Cannabis et faim chimique, pourquoi cela se produit-il

Pour vérifier comment le cannabis peut influencer l’activité de l’hypothalamus et donc le stimulus de la faim, les chercheurs ont mené une série d’études sur des modèles de souris, en observant ce qui se passe après l’inhalation de cannabis vaporisé. Grâce à une technologie d’imagerie calcique, similaire à l’imagerie par résonance magnétique cérébrale, les chercheurs ont pu déterminer comment les cellules cérébrales réagissent à l’exposition au cannabis, découvrant que « lorsque les souris sont exposées au cannabis, des neurones normalement inactifs sont activés », a expliqué le neuroscientifique Jon Davis de la WSU.

Plus précisément, Davis et ses collègues ont découvert que l’exposition au cannabis activait les récepteurs cannabinoïdes de type 1 sur les neurones AgRP, également situés dans le noyau arqué de l’hypothalamus, et que ces récepteurs empêchaient les neurones de recevoir des messages de « stop » d’autres neurones. L’activation de ces neurones est donc liée à une augmentation de l’alimentation chez les souris de laboratoire, mais lorsque les scientifiques ont inhibé ce groupe de neurones, l’exposition au cannabis n’a plus stimulé la faim chez les animaux.

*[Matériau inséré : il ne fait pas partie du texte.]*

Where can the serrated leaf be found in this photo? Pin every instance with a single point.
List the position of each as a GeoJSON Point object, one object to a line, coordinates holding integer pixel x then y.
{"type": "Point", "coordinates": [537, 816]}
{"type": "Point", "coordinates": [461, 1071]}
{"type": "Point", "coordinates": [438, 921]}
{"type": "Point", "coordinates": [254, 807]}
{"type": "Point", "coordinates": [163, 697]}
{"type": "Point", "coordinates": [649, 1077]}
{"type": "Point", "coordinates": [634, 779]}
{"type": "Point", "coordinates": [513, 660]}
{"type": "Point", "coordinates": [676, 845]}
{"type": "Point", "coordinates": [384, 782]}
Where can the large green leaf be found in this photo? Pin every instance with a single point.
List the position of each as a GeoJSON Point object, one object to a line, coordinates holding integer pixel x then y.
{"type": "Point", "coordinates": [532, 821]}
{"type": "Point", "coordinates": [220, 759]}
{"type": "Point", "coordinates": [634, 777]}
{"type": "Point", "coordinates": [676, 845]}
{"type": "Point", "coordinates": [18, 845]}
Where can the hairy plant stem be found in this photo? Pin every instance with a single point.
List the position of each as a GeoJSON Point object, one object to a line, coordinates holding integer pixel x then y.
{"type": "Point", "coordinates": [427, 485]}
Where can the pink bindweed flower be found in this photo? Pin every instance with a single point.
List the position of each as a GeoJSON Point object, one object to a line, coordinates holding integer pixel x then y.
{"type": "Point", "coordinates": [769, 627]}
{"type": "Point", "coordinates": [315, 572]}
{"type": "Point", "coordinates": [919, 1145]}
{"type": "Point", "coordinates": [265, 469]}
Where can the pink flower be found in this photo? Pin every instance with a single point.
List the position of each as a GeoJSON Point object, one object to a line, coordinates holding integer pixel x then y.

La découverte, détaillée dans la revue Scientific Reports, pourrait ouvrir la voie au développement de nouvelles thérapies pour traiter les troubles de l’appétit chez les patients atteints de cancer, ainsi que chez les personnes souffrant d’anorexie et potentiellement d’obésité. « Actuellement, nous connaissons l’un des moyens par lesquels le cerveau répond au cannabis récréatif pour promouvoir l’appétit », a ajouté Davis. « Il est également important de noter que l’alimentation induite par le cannabis n’a pas été complètement améliorée après l’inhibition de l’AgRP, donc nos études n’excluent pas la contribution de régions distinctes du système nerveux central ou d’autres mécanismes de signalisation… en tant que régulateurs importants du comportement alimentaire induit par le cannabis ».